Move OIDC token acquisition out of your app code and into the Istio mesh

Apache License 2.0

217 stars 63 forks source link

Pass the trusted CA from the OIDC config to the HTTP GET call just like POST #235

Closed asa-yeamans closed 2 weeks ago

asa-yeamans commented 1 year ago

The GET call does not provide the trusted CA cert in opt to the HTTP GET call. Setting ca_cert to the provided value in the OIDC config

istio-testing commented 1 year ago

[APPROVALNOTIFIER] This PR is NOT APPROVED

This pull-request has been approved by: asa-yeamans Once this PR has been reviewed and has the lgtm label, please assign brenodemedeiros for approval.
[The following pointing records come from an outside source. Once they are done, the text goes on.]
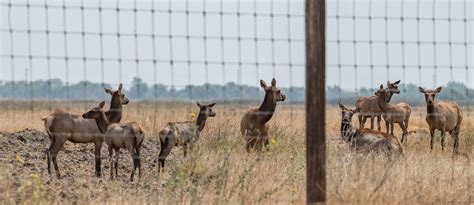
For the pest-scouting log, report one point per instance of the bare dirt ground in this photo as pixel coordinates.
(220, 171)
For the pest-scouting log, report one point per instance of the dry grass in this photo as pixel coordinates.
(220, 171)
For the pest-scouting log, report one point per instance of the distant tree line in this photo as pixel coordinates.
(56, 89)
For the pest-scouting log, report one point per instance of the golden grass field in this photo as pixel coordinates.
(220, 171)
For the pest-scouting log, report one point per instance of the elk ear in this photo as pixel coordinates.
(108, 91)
(340, 105)
(263, 84)
(102, 104)
(422, 90)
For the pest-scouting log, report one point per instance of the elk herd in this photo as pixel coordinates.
(97, 126)
(445, 116)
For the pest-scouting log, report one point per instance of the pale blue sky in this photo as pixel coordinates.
(281, 52)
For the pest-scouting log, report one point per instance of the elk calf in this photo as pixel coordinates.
(183, 133)
(62, 126)
(369, 108)
(253, 126)
(445, 116)
(128, 136)
(367, 139)
(398, 113)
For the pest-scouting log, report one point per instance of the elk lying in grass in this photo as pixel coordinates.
(367, 139)
(398, 113)
(369, 108)
(183, 133)
(63, 126)
(253, 125)
(445, 116)
(128, 136)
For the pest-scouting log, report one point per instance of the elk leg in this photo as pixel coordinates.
(443, 142)
(372, 118)
(379, 118)
(117, 156)
(185, 150)
(48, 154)
(54, 154)
(134, 156)
(432, 138)
(111, 161)
(404, 129)
(165, 151)
(98, 159)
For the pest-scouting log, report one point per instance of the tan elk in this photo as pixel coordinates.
(367, 139)
(118, 136)
(445, 116)
(369, 108)
(183, 133)
(397, 113)
(253, 126)
(62, 126)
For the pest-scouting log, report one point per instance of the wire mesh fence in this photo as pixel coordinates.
(210, 49)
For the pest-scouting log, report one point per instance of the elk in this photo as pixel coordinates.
(445, 116)
(367, 139)
(369, 108)
(118, 136)
(398, 113)
(62, 126)
(253, 126)
(183, 133)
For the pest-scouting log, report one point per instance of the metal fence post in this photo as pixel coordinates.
(315, 101)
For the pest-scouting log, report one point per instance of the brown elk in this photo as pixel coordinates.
(128, 136)
(369, 108)
(183, 133)
(445, 116)
(62, 126)
(398, 113)
(253, 125)
(367, 139)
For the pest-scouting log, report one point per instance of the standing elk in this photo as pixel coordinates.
(183, 133)
(369, 108)
(62, 126)
(398, 113)
(367, 139)
(127, 136)
(445, 116)
(253, 125)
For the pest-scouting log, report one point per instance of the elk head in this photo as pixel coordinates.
(206, 110)
(272, 91)
(391, 89)
(347, 113)
(430, 95)
(118, 96)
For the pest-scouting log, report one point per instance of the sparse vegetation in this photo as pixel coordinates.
(221, 171)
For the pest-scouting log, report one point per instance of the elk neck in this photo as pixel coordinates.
(102, 123)
(201, 121)
(115, 112)
(267, 108)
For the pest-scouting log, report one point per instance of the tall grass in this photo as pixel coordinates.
(220, 171)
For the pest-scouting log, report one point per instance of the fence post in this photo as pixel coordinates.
(315, 101)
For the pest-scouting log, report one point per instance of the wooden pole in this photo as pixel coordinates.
(315, 101)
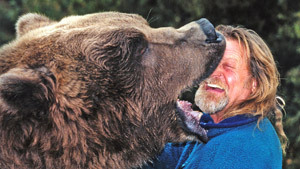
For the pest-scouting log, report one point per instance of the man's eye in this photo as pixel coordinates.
(229, 66)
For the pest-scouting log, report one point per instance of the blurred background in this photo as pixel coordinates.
(277, 21)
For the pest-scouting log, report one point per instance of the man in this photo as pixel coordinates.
(238, 99)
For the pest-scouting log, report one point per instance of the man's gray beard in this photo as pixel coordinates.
(207, 105)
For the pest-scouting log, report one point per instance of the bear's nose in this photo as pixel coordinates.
(209, 30)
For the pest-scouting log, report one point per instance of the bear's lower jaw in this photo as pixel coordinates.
(191, 120)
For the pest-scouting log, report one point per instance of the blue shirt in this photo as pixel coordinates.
(237, 142)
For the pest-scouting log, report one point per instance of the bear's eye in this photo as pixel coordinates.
(140, 46)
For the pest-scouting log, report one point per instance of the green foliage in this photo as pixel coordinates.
(292, 123)
(277, 21)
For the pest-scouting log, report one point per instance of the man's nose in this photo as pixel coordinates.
(217, 73)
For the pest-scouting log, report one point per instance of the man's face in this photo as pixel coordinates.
(229, 85)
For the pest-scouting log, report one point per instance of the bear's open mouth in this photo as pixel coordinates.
(191, 119)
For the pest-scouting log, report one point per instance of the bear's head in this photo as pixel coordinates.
(99, 90)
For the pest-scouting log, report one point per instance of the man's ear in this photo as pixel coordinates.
(30, 22)
(253, 85)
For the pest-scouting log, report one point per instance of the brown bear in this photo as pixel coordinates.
(98, 90)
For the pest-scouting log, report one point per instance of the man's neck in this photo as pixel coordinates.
(218, 117)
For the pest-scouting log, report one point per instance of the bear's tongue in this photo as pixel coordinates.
(191, 119)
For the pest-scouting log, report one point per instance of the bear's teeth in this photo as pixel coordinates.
(214, 86)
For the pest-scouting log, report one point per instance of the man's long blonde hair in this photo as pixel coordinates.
(263, 101)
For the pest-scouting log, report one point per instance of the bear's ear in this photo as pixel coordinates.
(30, 22)
(27, 92)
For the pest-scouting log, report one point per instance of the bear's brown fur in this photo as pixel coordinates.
(97, 91)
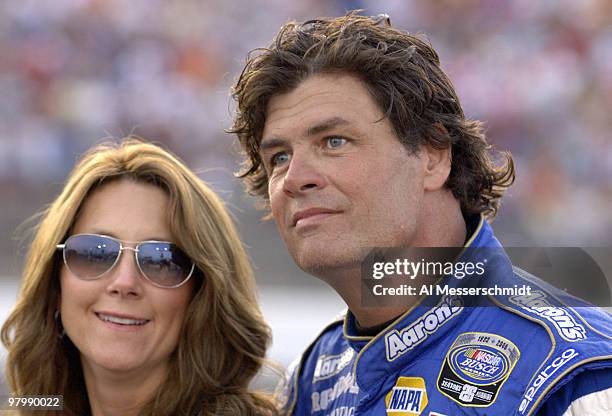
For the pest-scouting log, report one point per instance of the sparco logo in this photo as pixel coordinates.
(564, 323)
(398, 343)
(544, 375)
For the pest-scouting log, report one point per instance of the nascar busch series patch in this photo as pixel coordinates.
(475, 368)
(407, 398)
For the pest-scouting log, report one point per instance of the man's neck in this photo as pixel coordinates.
(450, 232)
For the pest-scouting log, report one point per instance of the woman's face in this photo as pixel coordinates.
(134, 212)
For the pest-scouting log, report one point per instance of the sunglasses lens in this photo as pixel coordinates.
(89, 256)
(164, 264)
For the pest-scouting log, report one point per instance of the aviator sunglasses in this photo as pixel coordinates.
(91, 256)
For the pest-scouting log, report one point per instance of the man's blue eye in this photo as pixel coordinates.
(280, 158)
(335, 141)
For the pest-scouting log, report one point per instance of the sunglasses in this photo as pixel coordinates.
(91, 256)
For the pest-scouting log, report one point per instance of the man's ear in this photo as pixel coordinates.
(437, 166)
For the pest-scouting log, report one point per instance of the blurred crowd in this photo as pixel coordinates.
(539, 73)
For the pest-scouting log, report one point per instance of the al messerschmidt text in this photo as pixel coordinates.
(409, 290)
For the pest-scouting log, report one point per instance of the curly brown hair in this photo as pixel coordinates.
(402, 73)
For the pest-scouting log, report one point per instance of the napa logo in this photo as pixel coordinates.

For more information see the Kubernetes Code Review Process.

The full list of commands accepted by this bot can be found here.
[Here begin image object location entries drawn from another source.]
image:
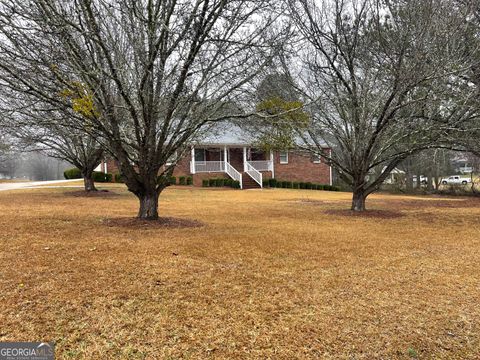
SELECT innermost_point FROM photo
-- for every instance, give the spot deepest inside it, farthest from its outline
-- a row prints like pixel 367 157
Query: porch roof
pixel 226 134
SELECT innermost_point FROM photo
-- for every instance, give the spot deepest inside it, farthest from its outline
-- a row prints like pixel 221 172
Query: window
pixel 315 159
pixel 200 155
pixel 283 157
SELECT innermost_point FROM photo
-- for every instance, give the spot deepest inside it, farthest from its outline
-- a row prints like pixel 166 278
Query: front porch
pixel 243 164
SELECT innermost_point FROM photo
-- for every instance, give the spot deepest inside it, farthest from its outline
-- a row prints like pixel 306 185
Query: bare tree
pixel 152 72
pixel 374 77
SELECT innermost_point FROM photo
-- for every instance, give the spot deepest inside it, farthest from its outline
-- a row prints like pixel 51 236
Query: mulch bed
pixel 163 222
pixel 96 194
pixel 378 214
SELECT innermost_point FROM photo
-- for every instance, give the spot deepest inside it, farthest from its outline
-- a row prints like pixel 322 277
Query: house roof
pixel 225 134
pixel 230 134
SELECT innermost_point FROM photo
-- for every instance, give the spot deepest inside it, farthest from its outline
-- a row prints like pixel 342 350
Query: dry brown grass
pixel 271 274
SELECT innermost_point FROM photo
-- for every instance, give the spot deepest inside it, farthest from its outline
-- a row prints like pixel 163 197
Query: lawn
pixel 280 274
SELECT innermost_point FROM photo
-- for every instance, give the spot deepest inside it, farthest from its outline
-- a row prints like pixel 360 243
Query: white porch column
pixel 225 158
pixel 272 164
pixel 244 158
pixel 192 163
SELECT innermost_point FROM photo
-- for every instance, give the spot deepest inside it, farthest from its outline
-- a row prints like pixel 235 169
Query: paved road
pixel 31 184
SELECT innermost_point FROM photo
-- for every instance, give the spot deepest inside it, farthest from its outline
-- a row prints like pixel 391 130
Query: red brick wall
pixel 300 167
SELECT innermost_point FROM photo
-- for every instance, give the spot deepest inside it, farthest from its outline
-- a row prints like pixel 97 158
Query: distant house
pixel 229 153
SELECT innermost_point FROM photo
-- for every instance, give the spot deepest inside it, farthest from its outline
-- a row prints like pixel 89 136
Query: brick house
pixel 231 155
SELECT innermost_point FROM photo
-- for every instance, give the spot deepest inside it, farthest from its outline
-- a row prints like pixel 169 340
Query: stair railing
pixel 254 174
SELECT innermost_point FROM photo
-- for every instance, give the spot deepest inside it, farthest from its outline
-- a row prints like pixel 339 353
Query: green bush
pixel 73 173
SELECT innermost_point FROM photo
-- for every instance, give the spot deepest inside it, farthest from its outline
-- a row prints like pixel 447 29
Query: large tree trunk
pixel 148 205
pixel 89 183
pixel 358 200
Needs approval from an approver in each of these files: - **[OWNERS](https://github.com/istio-ecosystem/authservice/blob/master/OWNERS)** Approvers can indicate their approval by writing `/approve` in a comment Approvers can cancel approval by writing `/approve cancel` in a comment

dio commented 1 year ago

Could you fix DCO? I think this is a legit change. Thanks!

asa-yeamans commented 1 year ago

Added DCO bits

jbraswell commented 1 year ago

Any updates here? We'd love to have this fix.

asa-yeamans commented 1 year ago

I am unable to build it locally due to issues creating a build environment, so I haven't been able to verify the changes build and subsequently that they perform as expected. The changes themselves are minimal so I presume they work, but assistance in verifying that would be helpful.

nacx commented 7 months ago

This should have been addressed in v1.0.0 already, as part of the Go rewrite. Could you give it a try?

nacx commented 2 weeks ago

This is already addressed in the latest versions of authservice, but please reopen if needed.